Sertifera includes perennial herbaceous plants that grow terrestrially . The fleshy roots are hairy. The thin shoot axes are clumpy close together, they are upright and have two-line leaves.

The leaves are sessile. The leaf base tightly encompasses the stem as a long sheath. The leaf blade is puckered (plicate) along the numerous leaf veins.

Generative characteristics

The inflorescences are in the leaf axils, the laterally compressed inflorescence stem is shorter or at most as long as the corresponding leaf. The flowers are crowded together almost like a head or are arranged on one side. The flower stalk is short.

The hermaphrodite flowers are zygomorphic and threefold. The pink to purple colored flowers are round and not wide open. The sepals and petals are shaped roughly the same: concave with an outwardly curved tip. The inner petals are a bit narrower. All petals are free. The lip , which is of a rather thin texture and encompasses the column , has a three-dimensional shape and cannot be spread flat. At the base it is widened like a sack, the blade is provided with a transverse, plate-like bar that holds the edges together and divides the lip into two chambers one behind the other.
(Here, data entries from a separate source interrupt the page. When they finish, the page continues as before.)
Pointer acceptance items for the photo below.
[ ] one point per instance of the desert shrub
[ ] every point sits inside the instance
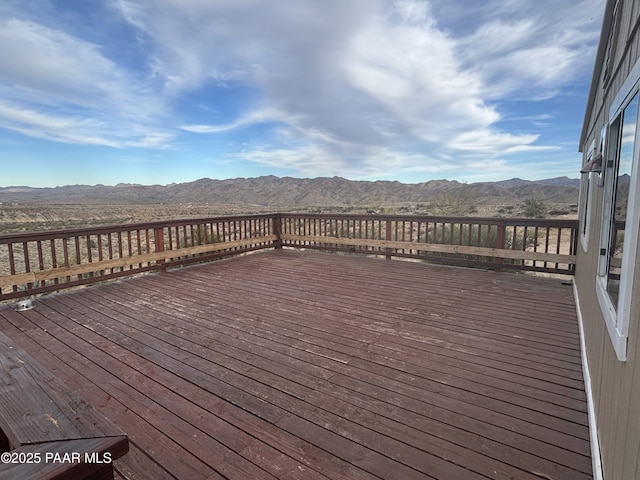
(534, 208)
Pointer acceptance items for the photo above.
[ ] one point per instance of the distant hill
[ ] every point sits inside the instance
(292, 192)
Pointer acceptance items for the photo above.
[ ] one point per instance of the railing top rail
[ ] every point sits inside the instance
(535, 222)
(122, 227)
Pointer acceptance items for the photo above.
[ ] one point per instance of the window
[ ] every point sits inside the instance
(618, 240)
(586, 195)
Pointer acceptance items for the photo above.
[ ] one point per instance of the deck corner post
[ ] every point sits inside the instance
(277, 230)
(158, 242)
(500, 241)
(388, 239)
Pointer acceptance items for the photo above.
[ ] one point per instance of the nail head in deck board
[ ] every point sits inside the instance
(266, 306)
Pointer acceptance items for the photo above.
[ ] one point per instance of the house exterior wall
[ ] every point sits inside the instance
(615, 384)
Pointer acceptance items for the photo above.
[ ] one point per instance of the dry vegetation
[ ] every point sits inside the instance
(16, 218)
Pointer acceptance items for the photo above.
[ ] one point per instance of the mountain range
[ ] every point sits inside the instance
(288, 192)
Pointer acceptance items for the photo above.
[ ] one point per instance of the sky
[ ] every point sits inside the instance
(170, 91)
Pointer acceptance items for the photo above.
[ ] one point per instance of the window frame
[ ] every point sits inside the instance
(617, 317)
(586, 196)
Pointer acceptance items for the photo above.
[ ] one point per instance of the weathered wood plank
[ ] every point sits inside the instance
(93, 460)
(325, 366)
(435, 247)
(7, 281)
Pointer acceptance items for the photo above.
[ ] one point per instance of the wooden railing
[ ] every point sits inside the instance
(503, 243)
(39, 262)
(32, 263)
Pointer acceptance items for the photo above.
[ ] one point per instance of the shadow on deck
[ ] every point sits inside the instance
(288, 364)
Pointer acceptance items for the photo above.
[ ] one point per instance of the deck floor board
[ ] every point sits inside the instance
(304, 365)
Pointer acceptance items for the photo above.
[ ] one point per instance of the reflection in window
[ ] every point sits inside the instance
(621, 197)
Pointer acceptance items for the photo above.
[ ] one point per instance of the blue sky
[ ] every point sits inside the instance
(169, 91)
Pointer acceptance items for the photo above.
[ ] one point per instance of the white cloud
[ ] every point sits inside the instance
(59, 87)
(354, 87)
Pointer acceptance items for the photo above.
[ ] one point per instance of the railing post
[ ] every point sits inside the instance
(500, 237)
(388, 238)
(158, 242)
(277, 230)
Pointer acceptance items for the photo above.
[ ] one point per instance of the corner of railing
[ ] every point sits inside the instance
(158, 237)
(277, 230)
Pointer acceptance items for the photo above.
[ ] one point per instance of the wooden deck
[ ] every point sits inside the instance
(289, 364)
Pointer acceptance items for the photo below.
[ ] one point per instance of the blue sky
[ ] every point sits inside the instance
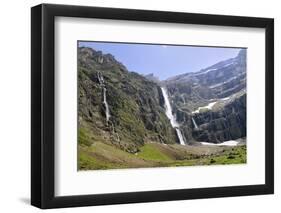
(163, 61)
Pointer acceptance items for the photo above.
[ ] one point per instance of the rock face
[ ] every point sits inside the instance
(214, 98)
(135, 104)
(223, 124)
(126, 109)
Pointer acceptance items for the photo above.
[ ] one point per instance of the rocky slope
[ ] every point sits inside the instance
(118, 107)
(211, 104)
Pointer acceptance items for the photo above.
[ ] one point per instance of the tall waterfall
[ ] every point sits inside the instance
(101, 81)
(107, 114)
(194, 123)
(171, 117)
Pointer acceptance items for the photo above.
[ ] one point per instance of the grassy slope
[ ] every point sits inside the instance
(105, 156)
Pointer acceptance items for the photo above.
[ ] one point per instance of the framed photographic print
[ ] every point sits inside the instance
(139, 106)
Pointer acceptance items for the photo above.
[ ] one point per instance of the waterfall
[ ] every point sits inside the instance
(171, 117)
(107, 114)
(101, 81)
(194, 123)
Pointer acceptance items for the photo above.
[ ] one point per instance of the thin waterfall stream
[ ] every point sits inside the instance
(171, 117)
(194, 123)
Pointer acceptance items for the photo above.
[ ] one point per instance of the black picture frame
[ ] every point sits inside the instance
(43, 102)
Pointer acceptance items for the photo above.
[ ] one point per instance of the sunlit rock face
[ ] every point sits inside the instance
(212, 101)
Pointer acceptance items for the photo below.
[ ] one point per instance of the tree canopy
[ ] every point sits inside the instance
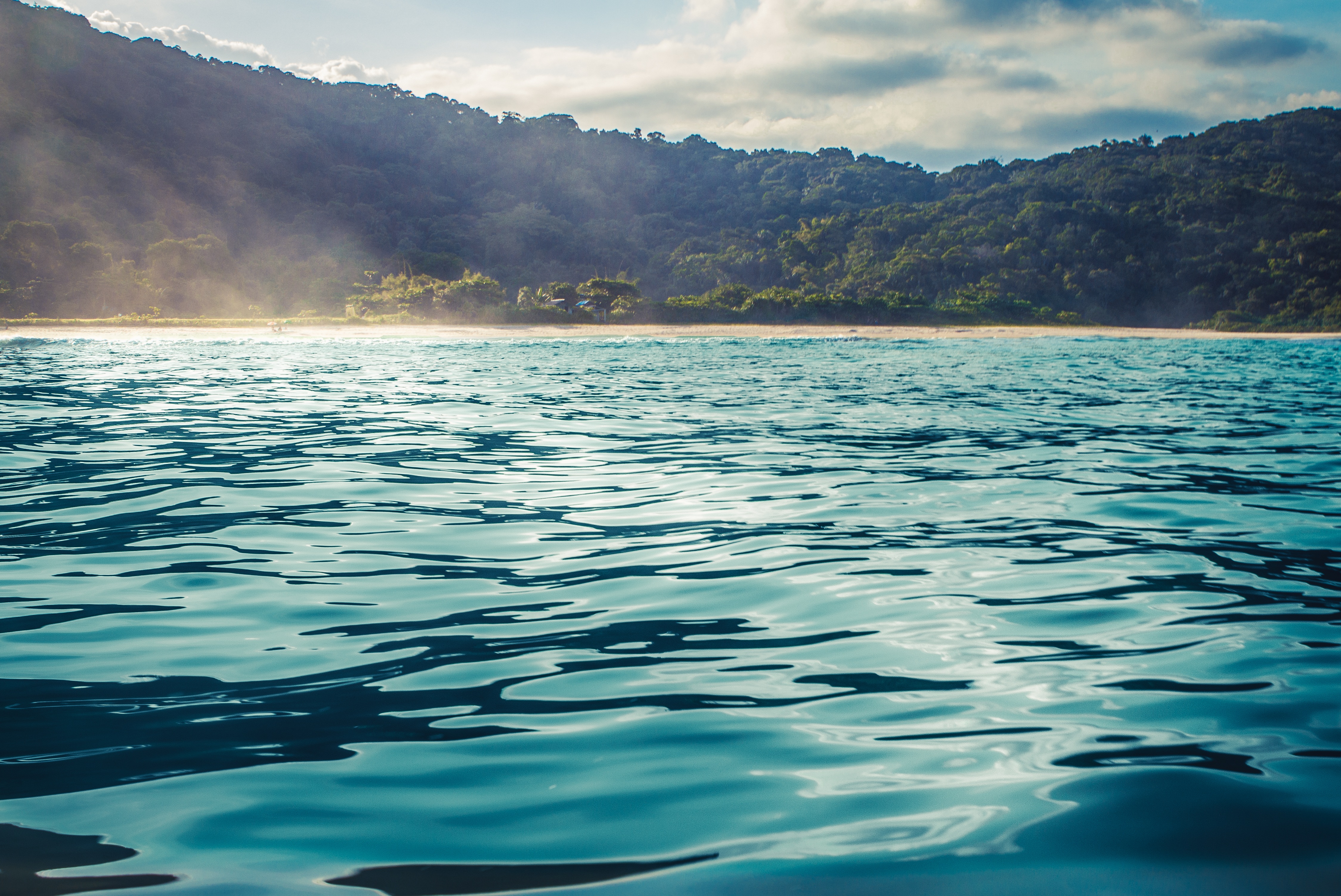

Only a narrow slot remains open between the lip and the column. The column is slender, elongated, hairy, cylindrical in cross section, laterally winged in front. The stamen contains eight pollinia in two separate counters. The pollinia are roughly pear-shaped, four each hang on a round adhesive disc (Viscidium). The stamen is hood-shaped surrounded by tissue of the column (clinandrium). The stigma is bean-shaped, bilobed and transverse to the column axis. The separating tissue between the stamen and the stigma (rostellum) is bilobed.

Locations

Sertifera occurs at altitudes from 2000 to 3200 meters. The species grow in low forests and bushes as well as in the páramo .

Systematics and distribution

The genus Sertifera was established in 1876 by John Lindley . The type species is Sertifera purpurea . The generic name Sertifera is made up of the Latin sertum for "wreath" and ferre for "to wear".

The genus Sertifera forms together with Elleanthus and Sobralia the tribe Sobralieae. Within the subfamily Epidendroideae , this tribe represents a basal line. Sertifera differs from Elleanthus mainly in the lateral inflorescences and the differently shaped lip.

Sertifera species are common in the Andes of South America, especially in Colombia and Ecuador.

There are about nine species in the genus Sertifera :

This genus Sertifera is no longer included:

literature

  • Leslie A. Garay: 225 (1). Orchidaceae (Cypripedioideae, Orchidoideae and Neottioideae) . In: Gunnar Harling, Benkt Sparre (ed.): Flora of Ecuador . tape 9 , 1978, ISSN  0347-8742 , p. 134-135 .
  • Alec M. Pridgeon, Phillip Cribb, Mark W. Chase (Eds.): Genera Orchidacearum. Epidendroideae (Part one) . tape 4 . Oxford University Press, New York / Oxford 2005, ISBN 0-19-850712-7 , pp. 600-601 .

Individual evidence

  1. a b c d e f g h i j k l Rafaël Govaerts (Ed.): Sertifera. In: World Checklist of Selected Plant Families (WCSP) - The Board of Trustees of the Royal Botanic Gardens, Kew . Retrieved April 10, 2020.